Biomatériau
Un biomatériau (dit matériau biocompatible, à ne pas confondre avec les biomatériaux utilisés dans la construction, dit matériaux biosourcés) a été défini, selon la Société Européenne des Biomatériaux, comme « matériau conçu pour interagir avec les systèmes biologiques, qu'il participe à la constitution d'un dispositif à visée diagnostique ou à celle d'un substitut de tissu ou d'organe ou encore à celle d'un dispositif de suppléance (ou d'assistance) fonctionnelle » (Conférences de Chester (Royaume-Uni), 1986 et 1991). Il peut ainsi être considéré comme tout matériau utilisé pour remplacer une partie ou une fonction du corps de manière sure et fiable, acceptable d’un point de vue économique et physiologique[1].
La science des biomatériaux est un domaine de la science des matériaux.
Définition
modifierLe concept de biomatériaux étant polysémique, il en existe diverses définitions. Une définition souvent acceptée dans le domaine de la biologie et de la médecine est :
- « Tout matériau, naturel ou non, comprenant tout ou partie d'une structure vivante ou d'un appareil biomédical qui exécute ou remplace une fonction naturelle. »
En 1987, Williams a défini un biomatériau comme :
« Un matériau non viable utilisé dans un dispositif médical, destiné pour agir réciproquement avec des systèmes biologiques[2]. »
Un biomatériau est essentiellement un matériau qui est utilisé et adapté pour les applications médicales. Il peut être bioinerte, ayant pour rôle principal de remplacer une ou plusieurs fonctions d'un organe - par exemple le remplacement des valves du cœur - mais ils peuvent aussi être bioactifs, capables d'avoir une interaction forte avec l'environnement dans lequel ils sont implantés - comme le revêtement de prothèses de hanche par une couche d'hydroxyapatite (partie minérale de l'os) qui améliore la biocompatibilité et l'intégration de l'implant dans le site osseux. Par ailleurs, les biomatériaux sont aussi utilisés dans les applications dentaire, chirurgicale et la délivrance de produits médicamenteux (grâce à des outils introduits dans le corps et permettant de délivrer des substances médicales de manière prolongée).
La définition d'un biomatériau n'inclut pas uniquement les biomatériaux artificiels qui sont construits à base de métaux ou de céramiques.
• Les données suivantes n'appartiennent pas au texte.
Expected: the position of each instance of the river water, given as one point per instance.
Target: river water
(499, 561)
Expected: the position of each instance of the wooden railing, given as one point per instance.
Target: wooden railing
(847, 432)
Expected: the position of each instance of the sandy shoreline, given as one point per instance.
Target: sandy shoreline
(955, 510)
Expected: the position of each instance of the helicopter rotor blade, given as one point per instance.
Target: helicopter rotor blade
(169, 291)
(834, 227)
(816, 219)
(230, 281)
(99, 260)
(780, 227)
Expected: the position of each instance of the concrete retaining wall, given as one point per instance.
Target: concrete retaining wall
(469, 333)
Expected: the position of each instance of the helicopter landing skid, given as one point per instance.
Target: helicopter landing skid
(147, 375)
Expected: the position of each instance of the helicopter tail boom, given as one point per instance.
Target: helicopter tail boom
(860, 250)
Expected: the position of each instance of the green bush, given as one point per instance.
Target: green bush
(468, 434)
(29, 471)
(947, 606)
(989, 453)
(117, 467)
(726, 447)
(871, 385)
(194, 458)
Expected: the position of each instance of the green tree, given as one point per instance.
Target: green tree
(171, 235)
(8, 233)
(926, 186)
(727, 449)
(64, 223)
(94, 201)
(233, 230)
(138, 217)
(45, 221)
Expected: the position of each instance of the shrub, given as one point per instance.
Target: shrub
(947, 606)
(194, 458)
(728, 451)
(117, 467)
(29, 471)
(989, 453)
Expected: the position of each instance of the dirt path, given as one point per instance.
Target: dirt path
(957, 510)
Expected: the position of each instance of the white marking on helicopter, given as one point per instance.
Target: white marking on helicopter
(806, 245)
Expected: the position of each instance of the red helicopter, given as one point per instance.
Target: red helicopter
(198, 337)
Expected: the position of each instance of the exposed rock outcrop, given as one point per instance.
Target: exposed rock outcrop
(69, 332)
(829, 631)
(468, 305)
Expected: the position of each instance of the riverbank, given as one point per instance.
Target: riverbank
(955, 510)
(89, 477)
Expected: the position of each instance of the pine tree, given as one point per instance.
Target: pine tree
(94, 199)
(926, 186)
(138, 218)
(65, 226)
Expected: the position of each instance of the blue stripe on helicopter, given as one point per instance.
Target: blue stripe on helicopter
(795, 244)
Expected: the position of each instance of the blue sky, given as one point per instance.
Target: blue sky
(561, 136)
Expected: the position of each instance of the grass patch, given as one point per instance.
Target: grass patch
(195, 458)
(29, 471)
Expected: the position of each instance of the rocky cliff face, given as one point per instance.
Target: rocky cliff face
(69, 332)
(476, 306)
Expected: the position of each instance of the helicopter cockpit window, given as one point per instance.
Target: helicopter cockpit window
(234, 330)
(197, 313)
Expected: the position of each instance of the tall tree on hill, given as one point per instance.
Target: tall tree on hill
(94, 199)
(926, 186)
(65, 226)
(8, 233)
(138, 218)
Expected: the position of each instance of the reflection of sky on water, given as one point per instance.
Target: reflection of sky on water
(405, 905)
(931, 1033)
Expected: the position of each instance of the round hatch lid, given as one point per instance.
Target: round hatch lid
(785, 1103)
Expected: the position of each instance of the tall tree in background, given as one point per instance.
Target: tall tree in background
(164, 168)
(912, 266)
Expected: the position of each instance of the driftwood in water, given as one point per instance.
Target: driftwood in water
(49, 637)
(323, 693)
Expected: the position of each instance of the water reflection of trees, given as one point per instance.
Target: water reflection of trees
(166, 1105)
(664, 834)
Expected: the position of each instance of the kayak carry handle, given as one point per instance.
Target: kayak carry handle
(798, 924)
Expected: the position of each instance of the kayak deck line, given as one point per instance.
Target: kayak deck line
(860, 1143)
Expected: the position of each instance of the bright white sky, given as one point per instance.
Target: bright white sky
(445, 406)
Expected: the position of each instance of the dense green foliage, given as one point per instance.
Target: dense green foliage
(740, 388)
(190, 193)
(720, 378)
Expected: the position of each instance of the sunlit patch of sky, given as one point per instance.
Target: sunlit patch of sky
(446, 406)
Un biomatériau peut aussi être une autogreffe, allogreffe ou xenogreffe utilisée comme une transplantation de matériaux.
Applications
modifierLes biomatériaux ont plusieurs applications médicales ou para-médicales[3], dont :
- Ophtalmologie
- Lentilles de contact (elles sont souvent exclues du domaine en raison de leur faible temps de contact avec les tissus organiques du corps)
- Implants
- Coussinets de récupération
- Produits visqueux de chambre postérieure
- Odontologie - Stomatologie
- Matériaux de restauration et comblement dentaire et osseux
- Traitement prophylactiques
- Orthodontie
- Traitement du parondonte et de la pulpe
- Implants
- Reconstruction maxillo-faciale
- Chirurgie orthopédique
- Prothèses articulaires (hanche, coude, genou, poignet…)
- Orthèses
- Ligaments et tendons artificiels
- Cartilage
- Remplacement osseux pour tumeur ou traumatisme
- Chirurgie de la colonne vertébrale
- Réparation de fractures (vis, plaques, clous, broches)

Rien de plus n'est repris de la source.